Your “Smoothierista” Will Take Your Order
“Would you like any supplements?” asked the “smoothierista,” or whatever you call the person tasked with grinding kale into a liquid.
“Such as…?” I responded.
I was shown a list of powders including collagen, vitamin B12 and whey protein. But my eyes immediately went to another one: “Fat Burner.”

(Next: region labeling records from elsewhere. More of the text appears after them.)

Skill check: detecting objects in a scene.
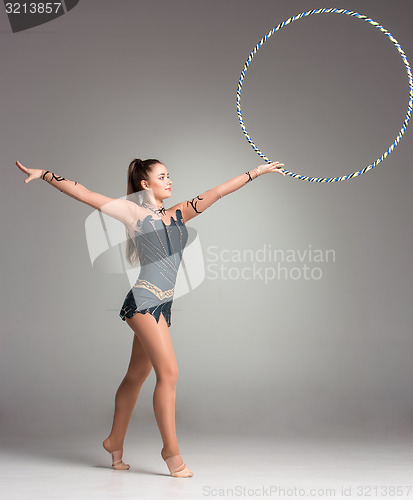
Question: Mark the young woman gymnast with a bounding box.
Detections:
[16,159,285,477]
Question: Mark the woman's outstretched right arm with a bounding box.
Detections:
[16,161,138,225]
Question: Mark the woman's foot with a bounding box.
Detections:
[102,438,130,470]
[161,448,194,477]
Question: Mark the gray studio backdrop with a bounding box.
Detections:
[0,0,413,438]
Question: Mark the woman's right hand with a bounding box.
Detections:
[16,161,43,184]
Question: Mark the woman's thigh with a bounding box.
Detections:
[125,313,178,377]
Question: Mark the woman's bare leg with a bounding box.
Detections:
[126,313,180,465]
[103,335,152,461]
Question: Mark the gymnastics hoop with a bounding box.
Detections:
[236,9,413,182]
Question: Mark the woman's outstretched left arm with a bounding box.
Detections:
[174,161,285,222]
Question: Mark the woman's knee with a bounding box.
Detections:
[155,363,179,387]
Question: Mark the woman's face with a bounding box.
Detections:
[142,163,172,200]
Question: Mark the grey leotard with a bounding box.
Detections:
[119,209,188,326]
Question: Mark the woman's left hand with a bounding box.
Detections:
[257,161,285,175]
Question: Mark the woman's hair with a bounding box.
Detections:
[126,158,162,266]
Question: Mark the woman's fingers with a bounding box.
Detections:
[16,161,33,184]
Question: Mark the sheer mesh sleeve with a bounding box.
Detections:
[180,186,222,222]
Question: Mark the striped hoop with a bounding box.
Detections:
[236,9,413,182]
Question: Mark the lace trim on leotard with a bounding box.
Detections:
[133,280,175,300]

Excuse me? A scoop, or several, of sand-colored powder could burn unsightly fat from my frame? Why was this even in stock? I mean, who is ordering a smoothie and saying, “No, no, I don’t want to remove fat. In fact, I want just the opposite. Can I have a scoop of flab? Do you have any plump? And while you’re at it, gimme two scoops of low self-esteem!”
I didn’t ask what exactly was in Fat Burner; for all I know it’s the color of sand because it actually IS sand. It was also an extra dollar. I ordered it.
The only burn I felt was the one in my stomach, which disappeared after 20 chicken wings.
A friend recently introduced me to the term “SUPERFOODS,” which sounds like, if eaten, would give me the ability to fly. I have tried most of them; I can report there is nothing “super” about chia seeds and lentils.
As of today, I vow not to base my daily food intake around descriptive titles. Instead, I will continue hitting the gym, drinking copious amounts of water and limiting my ice cream intake.
Unless that ice cream is SLOW CHURNED. That’s healthy, right?